O’Connor-Connolly said an increase in the number of new Caymanian teachers entering the schools was an indication that government education scholarships were working, with local students successfully studying and training to become educators.

Mark Ray, director of the Department of Education Services, welcomed “home” the new Caymanian teachers, some of whom would be returning to the classrooms they grew up in and where they would now go on to form “some of the most important bonds of your life”.

He said this year there would continue to be an emphasis on the mental and emotional wellbeing of both students and educators, and ensuring resources were available to support that.

Salary recommendations

At the event, O’Connor-Connolly gave Deputy Governor Franz Manderson, who is head of the civil service, what she described as “some unsolicited, broad-brush guidelines” on salary recommendations for educators.

Harking back to recommendations she had made in 2017 that teachers be paid a minimum of $5,000 a month, which was eventually implemented, she said she had hoped at the time that this would have had a “domino effect” on the salaries of other educators, like assistant teachers, deputy principals and principals, but this had not happened.

Based on recent calculations and salaries in other jurisdictions, as well as cost-of-living increases, she said she was recommending that assistant teachers, by 1 Jan. next year, be paid at least $3,500 a month; assistant teachers, who are also qualified teachers, make no less than $4,000 a month; primary school deputy principals a minimum of $7,400 a month; primary principals at least $8,900 a month; secondary school deputy principals no less than $8,400 a month; and secondary school principals at least $9,800 a month.
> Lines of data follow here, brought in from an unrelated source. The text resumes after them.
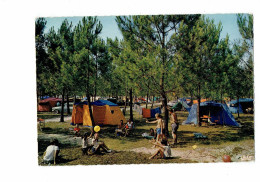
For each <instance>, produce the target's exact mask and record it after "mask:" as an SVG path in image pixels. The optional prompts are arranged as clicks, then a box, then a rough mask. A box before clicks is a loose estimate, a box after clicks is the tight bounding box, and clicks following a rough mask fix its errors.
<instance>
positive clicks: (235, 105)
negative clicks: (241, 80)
mask: <svg viewBox="0 0 260 182" xmlns="http://www.w3.org/2000/svg"><path fill="white" fill-rule="evenodd" d="M238 101H239V103H238V102H237V100H232V101H230V102H229V103H228V104H229V108H230V110H231V112H232V113H237V107H239V113H247V109H248V108H252V109H253V108H254V100H253V99H250V98H242V99H238Z"/></svg>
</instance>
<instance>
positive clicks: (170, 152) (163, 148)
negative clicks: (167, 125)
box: [149, 139, 171, 159]
mask: <svg viewBox="0 0 260 182" xmlns="http://www.w3.org/2000/svg"><path fill="white" fill-rule="evenodd" d="M153 144H154V145H155V146H157V147H159V148H158V149H157V150H156V152H155V153H154V154H153V155H152V156H151V157H149V159H153V158H154V157H155V156H157V155H158V154H160V158H162V159H167V158H169V157H171V147H170V146H169V145H168V141H167V140H166V139H164V140H162V141H161V142H155V143H153Z"/></svg>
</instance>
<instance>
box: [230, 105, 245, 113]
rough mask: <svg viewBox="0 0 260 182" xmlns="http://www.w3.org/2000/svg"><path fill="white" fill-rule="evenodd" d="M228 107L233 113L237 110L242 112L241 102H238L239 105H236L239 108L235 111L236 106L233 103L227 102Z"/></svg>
mask: <svg viewBox="0 0 260 182" xmlns="http://www.w3.org/2000/svg"><path fill="white" fill-rule="evenodd" d="M228 108H229V110H230V112H231V113H233V114H237V113H238V112H239V113H243V109H242V106H241V104H239V106H238V108H239V110H238V112H237V106H235V105H232V104H231V105H230V104H229V106H228Z"/></svg>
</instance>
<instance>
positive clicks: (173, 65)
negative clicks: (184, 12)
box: [116, 15, 200, 135]
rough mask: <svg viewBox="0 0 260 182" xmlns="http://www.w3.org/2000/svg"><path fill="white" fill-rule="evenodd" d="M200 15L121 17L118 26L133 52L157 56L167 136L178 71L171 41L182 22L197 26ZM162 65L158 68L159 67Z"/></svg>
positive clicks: (190, 24) (170, 15) (169, 15)
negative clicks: (170, 82) (172, 83)
mask: <svg viewBox="0 0 260 182" xmlns="http://www.w3.org/2000/svg"><path fill="white" fill-rule="evenodd" d="M199 16H200V15H175V16H173V15H158V16H129V17H126V16H119V17H116V21H117V24H118V26H119V28H120V30H121V32H122V34H123V36H124V38H125V39H126V40H127V41H128V42H130V44H131V47H132V50H135V49H137V48H138V49H143V50H147V51H149V52H157V53H158V55H157V56H156V59H155V60H156V63H159V64H156V72H154V73H155V74H156V76H157V77H156V78H154V82H155V83H154V84H155V85H156V86H157V87H159V90H158V91H159V93H160V95H161V96H162V98H163V107H164V109H165V126H166V135H168V109H167V93H169V92H172V91H173V90H174V88H175V86H172V85H171V84H169V83H170V82H171V79H172V77H173V74H172V72H171V70H172V69H173V67H174V63H173V60H172V59H171V56H172V54H170V52H169V50H170V49H171V48H172V46H173V45H172V44H170V41H169V40H170V38H171V37H172V36H173V35H174V34H176V33H178V27H179V25H180V23H181V22H182V21H184V22H185V24H186V23H187V24H190V25H191V24H193V22H194V21H195V20H197V19H198V18H199ZM157 65H158V66H157Z"/></svg>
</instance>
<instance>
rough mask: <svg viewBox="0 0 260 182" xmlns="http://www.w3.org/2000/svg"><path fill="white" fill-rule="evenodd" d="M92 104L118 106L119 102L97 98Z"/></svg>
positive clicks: (92, 104)
mask: <svg viewBox="0 0 260 182" xmlns="http://www.w3.org/2000/svg"><path fill="white" fill-rule="evenodd" d="M91 105H96V106H104V105H109V106H118V105H117V104H115V103H113V102H110V101H108V100H97V101H95V102H92V103H91Z"/></svg>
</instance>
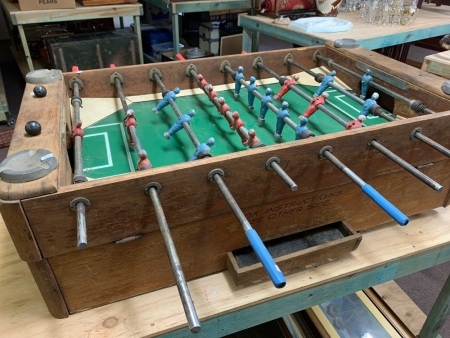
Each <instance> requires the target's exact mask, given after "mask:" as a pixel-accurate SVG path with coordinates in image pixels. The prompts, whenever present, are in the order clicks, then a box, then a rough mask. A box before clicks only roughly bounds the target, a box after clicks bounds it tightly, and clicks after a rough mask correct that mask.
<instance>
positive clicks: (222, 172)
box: [208, 169, 225, 182]
mask: <svg viewBox="0 0 450 338" xmlns="http://www.w3.org/2000/svg"><path fill="white" fill-rule="evenodd" d="M216 174H217V175H219V176H221V177H224V176H225V173H224V172H223V170H222V169H213V170H211V171H210V172H209V174H208V180H209V181H210V182H215V181H214V175H216Z"/></svg>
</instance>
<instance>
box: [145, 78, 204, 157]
mask: <svg viewBox="0 0 450 338" xmlns="http://www.w3.org/2000/svg"><path fill="white" fill-rule="evenodd" d="M153 80H154V81H156V83H157V84H158V86H159V87H160V88H161V91H162V93H163V94H164V93H165V92H167V88H166V86H165V85H164V83H163V82H162V79H161V78H160V76H159V75H158V74H157V73H154V74H153ZM169 104H170V106H171V107H172V109H173V111H174V112H175V115H176V116H177V117H178V118H180V117H181V116H182V115H183V113H182V112H181V111H180V108H178V105H177V104H176V103H175V101H174V100H173V99H171V98H169ZM182 125H183V129H184V130H185V131H186V134H187V135H188V137H189V139H190V140H191V142H192V144H193V145H194V146H195V147H196V148H197V147H198V146H199V144H200V141H199V140H198V138H197V136H195V134H194V131H193V130H192V128H191V126H190V125H189V124H188V123H186V122H183V123H182Z"/></svg>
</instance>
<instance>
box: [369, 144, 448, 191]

She noted these educators had been “waiting six years” for those increases.

Acknowledging that these were suggestions, she invited the deputy governor and the civil service team to consider those increases for the “superhero” school staffers who teach the nation’s children.

Tech advances

On the technological front, the minister said a new digital registration system was being implemented in local schools, and all teachers had been supplied with mobile phones.

Also, whiteboards were being replaced in all public school classrooms with Promethean boards, which connect to computer screens, she said. The old whiteboards are being given to other facilities, such as the Cayman Islands Further Education Centre, early learning centres and private schools.

The minister added that an issue with lag time in repairing or replacing laptops that each student is given had been dealt with and there was a sufficient number of those computers available to ensure that every child will have access to a laptop at all times.

During COVID, while children were being taught remotely, laptops were given to students, and that policy has continued.